We can take some examples from the Linux kernel, which often has to deal with alignment of pages of memory within the system.
[ include/asm-ia64/page.h ]
/*
* PAGE_SHIFT determines the actual kernel page size.
*/
#if defined(CONFIG_IA64_PAGE_SIZE_4KB)
# define PAGE_SHIFT 12
#elif defined(CONFIG_IA64_PAGE_SIZE_8KB)
# define PAGE_SHIFT 13
#elif defined(CONFIG_IA64_PAGE_SIZE_16KB)
# define PAGE_SHIFT 14
#elif defined(CONFIG_IA64_PAGE_SIZE_64KB)
# define PAGE_SHIFT 16
#else
# error Unsupported page size!
#endif
#define PAGE_SIZE (__IA64_UL_CONST(1) << PAGE_SHIFT)
#define PAGE_MASK (~(PAGE_SIZE - 1))
#define PAGE_ALIGN(addr) (((addr) + PAGE_SIZE - 1) & PAGE_MASK)
Above we can see that there are a number of different options for page sizes within the kernel, ranging from 4KB through 64KB.
The PAGE_SIZE
macro
is fairly self explanatory, giving the current page size
selected within the system by shifting a value of 1 by the
shift number given (remember, this is the equivalent of
saying
2n
where n
is the
PAGE_SHIFT
).
Next we have a definition for
PAGE_MASK
. The
PAGE_MASK
allows us to find
just those bits that are within the current page, that is
the offset
of an address
within its page.
XXX continue short discussion
3.4 Optimisation
Once the compiler has an internal representation of the code, the really interesting part of the compiler starts. The compiler wants to find the most optimised assembly language output for the given input code. This is a large and varied problem and requires knowledge of everything from efficient algorithms based in computer science to deep knowledge about the particular processor the code is to be run on.
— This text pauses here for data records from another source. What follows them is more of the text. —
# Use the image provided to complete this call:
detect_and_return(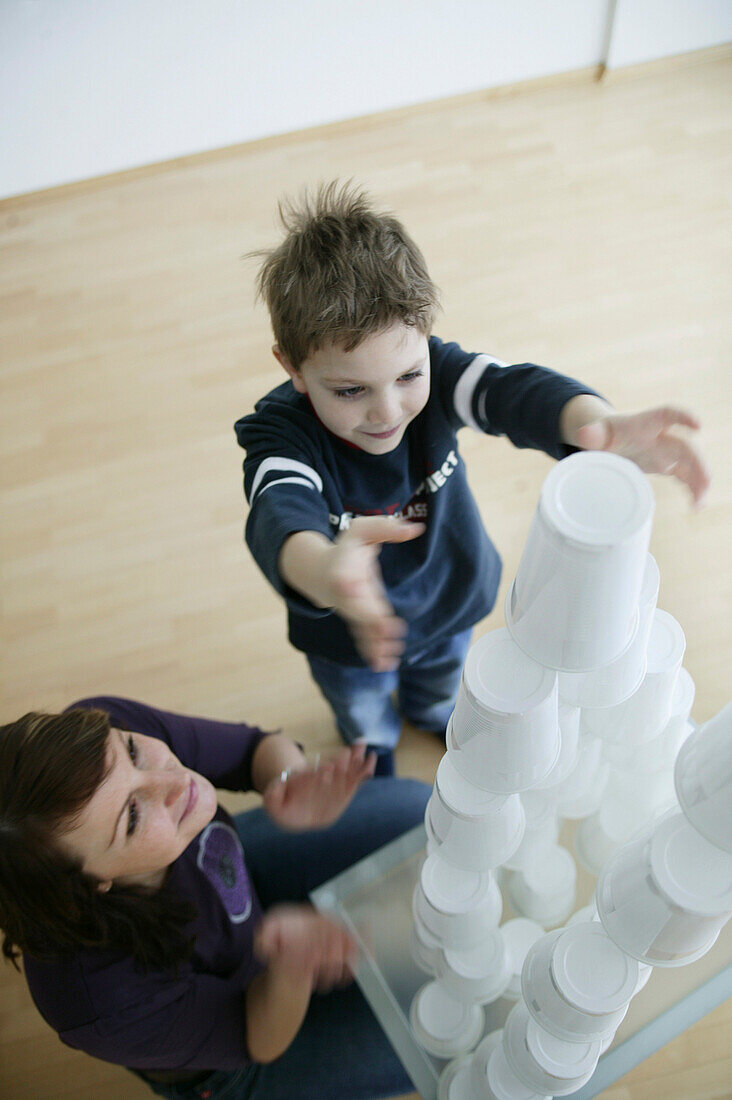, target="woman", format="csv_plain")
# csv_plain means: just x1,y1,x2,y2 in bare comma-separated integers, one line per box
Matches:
0,697,429,1100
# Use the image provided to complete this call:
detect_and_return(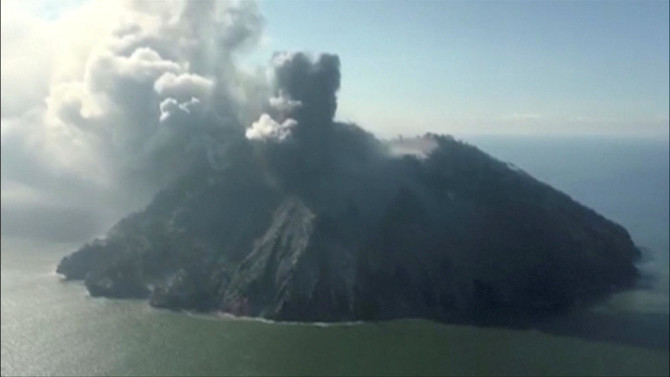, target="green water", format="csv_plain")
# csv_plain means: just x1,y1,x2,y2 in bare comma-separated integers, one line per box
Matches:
1,139,670,376
2,239,668,375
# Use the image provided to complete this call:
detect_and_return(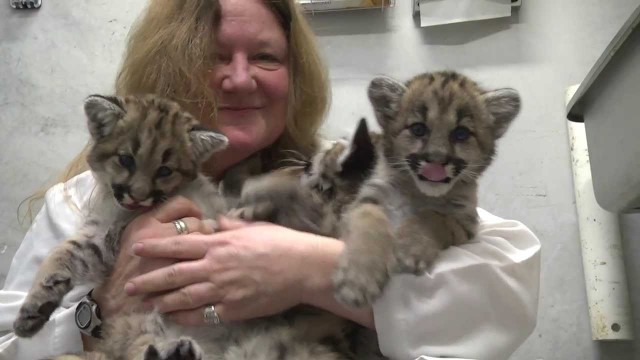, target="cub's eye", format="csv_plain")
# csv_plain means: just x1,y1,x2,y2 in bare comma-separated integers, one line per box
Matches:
156,166,173,177
409,123,428,137
451,126,471,142
118,154,136,171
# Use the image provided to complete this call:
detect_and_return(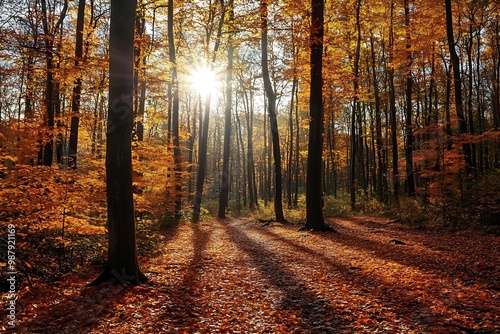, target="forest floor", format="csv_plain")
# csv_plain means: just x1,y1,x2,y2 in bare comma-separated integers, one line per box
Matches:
7,217,500,334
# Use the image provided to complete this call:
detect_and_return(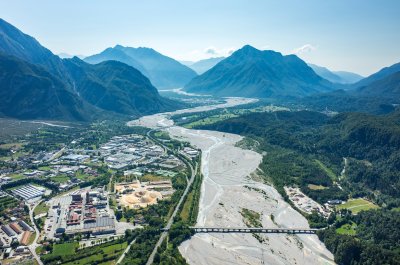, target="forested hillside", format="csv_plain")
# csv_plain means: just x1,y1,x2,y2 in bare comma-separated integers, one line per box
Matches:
189,108,400,265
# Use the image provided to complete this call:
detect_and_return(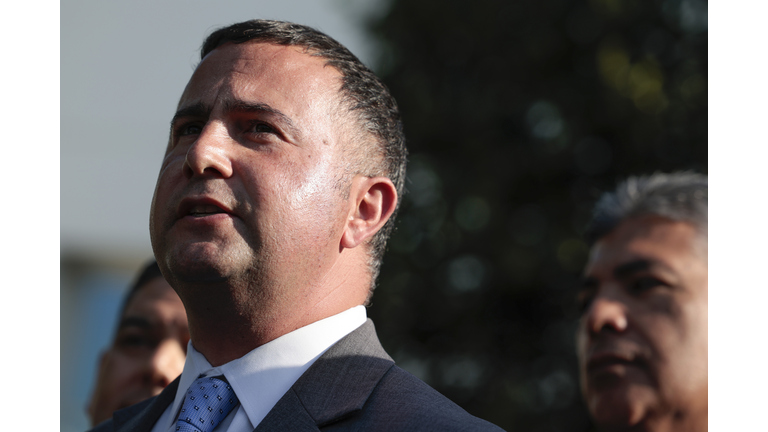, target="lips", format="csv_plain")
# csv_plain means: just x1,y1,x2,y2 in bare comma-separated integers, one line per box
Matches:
177,197,232,219
188,204,225,217
587,346,648,375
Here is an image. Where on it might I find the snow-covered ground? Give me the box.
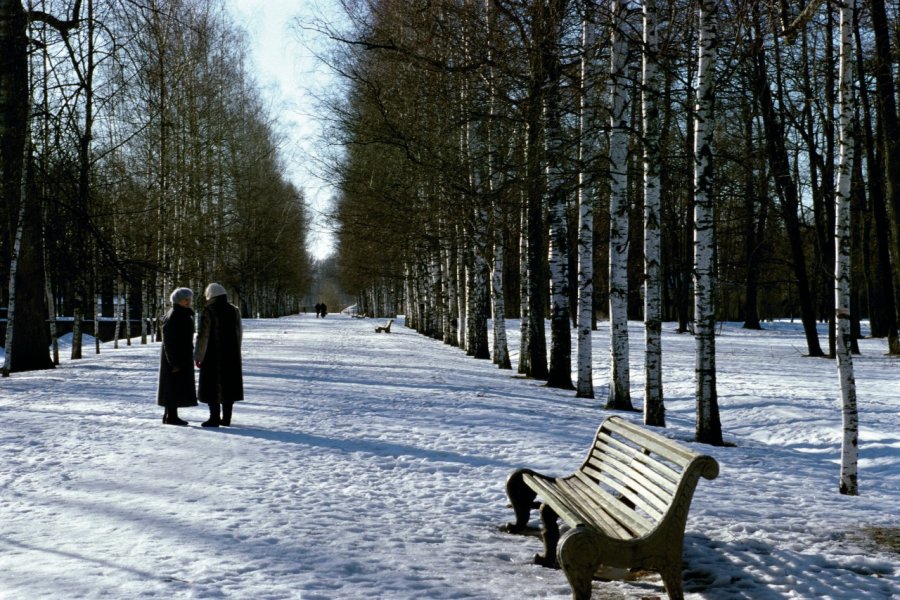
[0,316,900,600]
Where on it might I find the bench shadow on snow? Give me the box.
[684,534,893,600]
[207,427,512,468]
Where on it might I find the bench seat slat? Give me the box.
[586,460,668,521]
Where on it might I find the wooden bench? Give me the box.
[506,416,719,600]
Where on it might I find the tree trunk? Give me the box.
[544,2,574,390]
[754,25,824,356]
[869,0,900,354]
[575,2,597,398]
[0,0,53,372]
[694,0,723,446]
[641,0,666,427]
[606,0,633,410]
[518,196,531,375]
[525,2,552,379]
[834,0,859,496]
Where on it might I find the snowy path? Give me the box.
[0,316,900,600]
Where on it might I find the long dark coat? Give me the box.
[156,304,197,408]
[194,296,244,404]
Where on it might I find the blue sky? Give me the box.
[227,0,342,258]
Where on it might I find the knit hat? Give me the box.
[169,288,194,304]
[204,283,228,300]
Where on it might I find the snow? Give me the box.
[0,315,900,600]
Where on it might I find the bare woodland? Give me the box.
[328,0,900,486]
[0,0,310,374]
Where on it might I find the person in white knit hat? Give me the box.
[156,288,197,425]
[194,283,244,427]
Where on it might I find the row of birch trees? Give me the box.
[0,0,310,372]
[327,0,880,493]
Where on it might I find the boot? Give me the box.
[200,402,222,427]
[163,407,187,427]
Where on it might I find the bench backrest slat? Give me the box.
[601,417,698,469]
[593,434,681,502]
[569,417,717,536]
[589,452,672,518]
[575,473,656,537]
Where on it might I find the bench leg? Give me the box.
[659,560,684,600]
[505,469,537,533]
[534,504,559,569]
[559,527,603,600]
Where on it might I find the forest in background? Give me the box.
[0,0,311,372]
[323,0,884,480]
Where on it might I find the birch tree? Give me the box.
[0,0,81,371]
[641,0,666,427]
[834,0,859,496]
[544,0,573,389]
[694,0,723,446]
[606,0,633,410]
[575,0,597,398]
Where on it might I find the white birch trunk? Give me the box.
[641,0,666,427]
[122,281,131,346]
[694,0,722,446]
[44,276,59,366]
[113,279,122,350]
[575,2,597,398]
[834,0,859,496]
[518,202,531,375]
[141,279,147,346]
[456,239,469,350]
[484,0,512,369]
[544,1,575,390]
[94,288,103,354]
[444,241,459,346]
[606,0,633,410]
[3,190,30,377]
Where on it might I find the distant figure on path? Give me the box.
[194,283,244,427]
[156,288,197,425]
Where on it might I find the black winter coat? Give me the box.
[194,296,244,404]
[156,304,197,408]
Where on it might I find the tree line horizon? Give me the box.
[322,0,880,487]
[0,0,312,375]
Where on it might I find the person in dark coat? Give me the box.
[194,283,244,427]
[156,288,197,425]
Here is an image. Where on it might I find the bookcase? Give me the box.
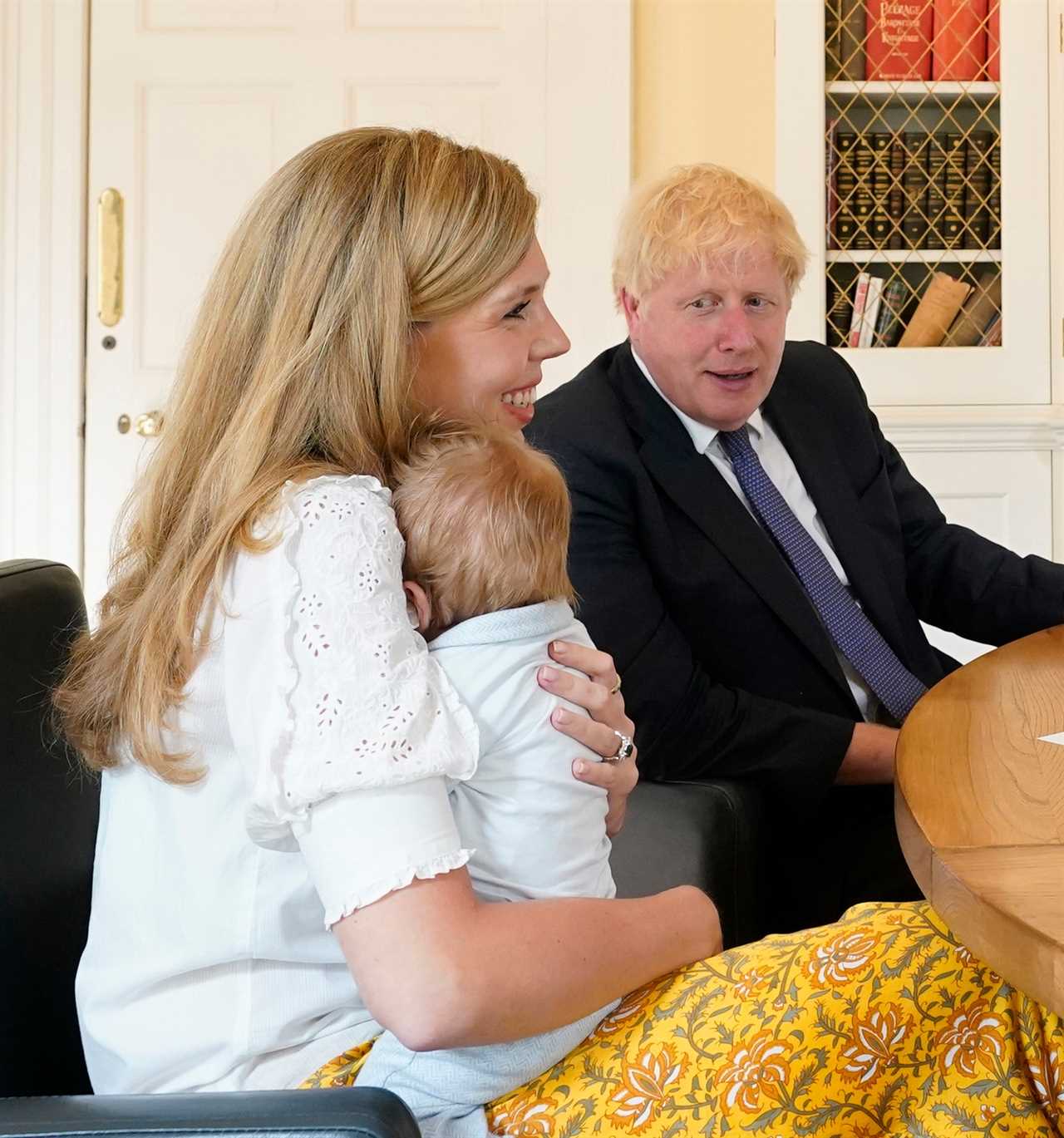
[775,0,1064,659]
[776,0,1052,406]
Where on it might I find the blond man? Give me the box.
[527,165,1064,929]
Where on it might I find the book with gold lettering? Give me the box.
[864,0,934,80]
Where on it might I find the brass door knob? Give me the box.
[133,411,163,438]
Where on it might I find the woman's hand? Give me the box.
[539,641,639,838]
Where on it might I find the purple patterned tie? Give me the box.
[721,426,928,722]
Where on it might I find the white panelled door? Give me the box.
[901,447,1052,663]
[84,0,630,608]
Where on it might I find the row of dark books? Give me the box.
[827,120,1002,249]
[825,0,1002,82]
[826,265,1002,348]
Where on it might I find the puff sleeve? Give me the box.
[224,475,478,923]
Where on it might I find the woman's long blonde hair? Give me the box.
[56,127,536,783]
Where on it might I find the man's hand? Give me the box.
[539,641,639,838]
[835,722,898,786]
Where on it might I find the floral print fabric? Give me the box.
[306,904,1064,1138]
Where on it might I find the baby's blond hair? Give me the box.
[392,420,574,635]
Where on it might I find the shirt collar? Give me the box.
[632,348,765,454]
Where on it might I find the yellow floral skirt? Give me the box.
[304,904,1064,1138]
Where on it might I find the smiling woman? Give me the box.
[414,240,569,429]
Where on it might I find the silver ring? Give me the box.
[602,731,635,762]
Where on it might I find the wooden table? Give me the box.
[894,626,1064,1012]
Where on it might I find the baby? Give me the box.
[357,425,616,1138]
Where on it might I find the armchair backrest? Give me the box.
[0,560,99,1095]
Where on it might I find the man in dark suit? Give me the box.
[525,166,1064,928]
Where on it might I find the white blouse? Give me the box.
[76,475,478,1094]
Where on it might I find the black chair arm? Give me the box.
[610,781,768,948]
[0,1086,421,1138]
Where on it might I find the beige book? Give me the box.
[946,265,1002,348]
[898,273,972,348]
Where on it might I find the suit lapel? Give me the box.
[762,366,900,650]
[614,346,849,693]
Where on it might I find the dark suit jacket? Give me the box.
[525,342,1064,804]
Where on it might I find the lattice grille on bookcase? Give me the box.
[824,0,1002,347]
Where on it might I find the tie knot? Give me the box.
[721,423,756,463]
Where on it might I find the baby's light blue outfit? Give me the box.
[357,601,619,1138]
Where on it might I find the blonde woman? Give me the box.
[58,130,1064,1138]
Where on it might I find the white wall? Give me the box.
[0,0,86,569]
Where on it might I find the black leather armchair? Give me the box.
[610,782,769,948]
[0,561,764,1138]
[0,561,420,1138]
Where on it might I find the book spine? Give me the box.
[931,0,987,82]
[987,136,1002,249]
[964,131,991,249]
[839,0,864,83]
[824,0,840,83]
[898,273,972,348]
[825,278,850,348]
[835,131,857,249]
[824,118,839,249]
[923,135,946,249]
[978,313,1002,348]
[851,133,875,249]
[866,0,934,80]
[901,131,928,249]
[872,131,894,249]
[874,277,909,348]
[946,265,1002,348]
[987,0,1002,83]
[847,272,872,348]
[886,135,904,249]
[857,277,883,348]
[943,131,968,249]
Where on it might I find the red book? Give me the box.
[931,0,987,83]
[987,0,1002,83]
[864,0,934,80]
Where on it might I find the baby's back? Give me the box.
[430,601,614,900]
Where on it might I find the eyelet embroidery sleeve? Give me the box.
[247,475,478,849]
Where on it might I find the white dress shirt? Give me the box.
[632,348,879,722]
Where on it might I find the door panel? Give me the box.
[84,0,630,605]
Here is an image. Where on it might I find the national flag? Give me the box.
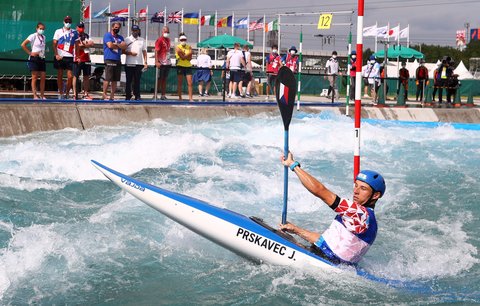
[167,11,182,23]
[83,5,90,19]
[200,15,215,26]
[235,17,248,29]
[363,25,377,37]
[150,11,165,23]
[248,17,263,31]
[183,13,199,24]
[399,26,410,38]
[138,8,147,21]
[388,26,400,39]
[265,19,278,32]
[93,6,108,18]
[217,16,232,28]
[377,26,388,38]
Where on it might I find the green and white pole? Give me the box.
[297,28,303,110]
[345,29,352,116]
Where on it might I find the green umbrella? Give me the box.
[374,45,423,58]
[197,34,253,49]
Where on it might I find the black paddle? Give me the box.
[275,66,297,224]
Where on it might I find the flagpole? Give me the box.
[278,14,282,54]
[213,10,218,68]
[145,4,149,51]
[353,0,365,181]
[297,26,303,110]
[262,14,267,71]
[407,24,410,48]
[127,3,131,36]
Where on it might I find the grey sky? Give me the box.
[89,0,480,50]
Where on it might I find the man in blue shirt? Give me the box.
[103,22,127,101]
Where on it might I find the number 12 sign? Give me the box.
[317,14,333,30]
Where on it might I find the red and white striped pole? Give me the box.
[353,0,365,181]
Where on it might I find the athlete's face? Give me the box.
[353,180,380,205]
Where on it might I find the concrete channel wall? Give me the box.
[0,103,480,137]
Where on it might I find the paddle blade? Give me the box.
[275,66,297,131]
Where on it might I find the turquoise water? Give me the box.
[0,113,480,305]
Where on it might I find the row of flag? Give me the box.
[363,25,410,40]
[83,5,278,32]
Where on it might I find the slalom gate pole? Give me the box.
[353,0,365,181]
[294,28,303,110]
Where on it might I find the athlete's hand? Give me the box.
[280,152,294,167]
[278,222,297,234]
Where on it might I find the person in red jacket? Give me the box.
[265,45,282,100]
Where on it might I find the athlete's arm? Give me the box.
[282,153,337,206]
[279,222,320,244]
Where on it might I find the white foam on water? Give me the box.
[0,115,480,304]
There are some common optimisations the compiler can look at when generating output. There are many, many more strategies for generating the best code, and it is always an active research area.
3.4.1 General Optimising
The compiler can often see that a particular piece of code can not be used and so leave it out optimise a particular language construct into something smaller with the same outcome.
3.4.2 Unrolling loops
If code contains a loop, such as a
for
or
while
loop and the compiler
has some idea how many times it will execute, it may be more
efficient to unroll the loop so that it
executes sequentially. This means that instead of doing the
inside of the loop and then branching back to the start to do
repeat the process, the inner loop code is duplicated to be
executed again.
Whilst this increases the size of the code, it may allow the processor to work through the instructions more efficiently as branches can cause inefficiencies in the pipeline of instructions coming into the processor.
3.4.3 Inlining functions
Similar to unrolling loops, it is possible to put embed
called functions within the callee. The programmer can
specify that the compiler should try to do this by specifying
the function as inline
in the
function definition. Once again, you may trade code size for
sequentially in the code by doing this.
3.4.4 Branch Prediction
Any time the computer comes across an
if
statement there are two
possible outcomes; true or false. The processor wants to keep
its incoming pipes as full as possible, so it can not wait for
the outcome of the test before putting code into the
pipeline.
Thus the compiler can make a prediction about what way
the test is likely to go. There are some simple rules the
compiler can use to guess things like this, for example
if (val == -1)
is probably
not likely to be true, since -1 usually
indicates an error code and hopefully that will not be
triggered too often.
Some compilers can actually compile the program, have the user run it and take note of which way the branches go under real conditions. It can then re-compile it based on what it has seen.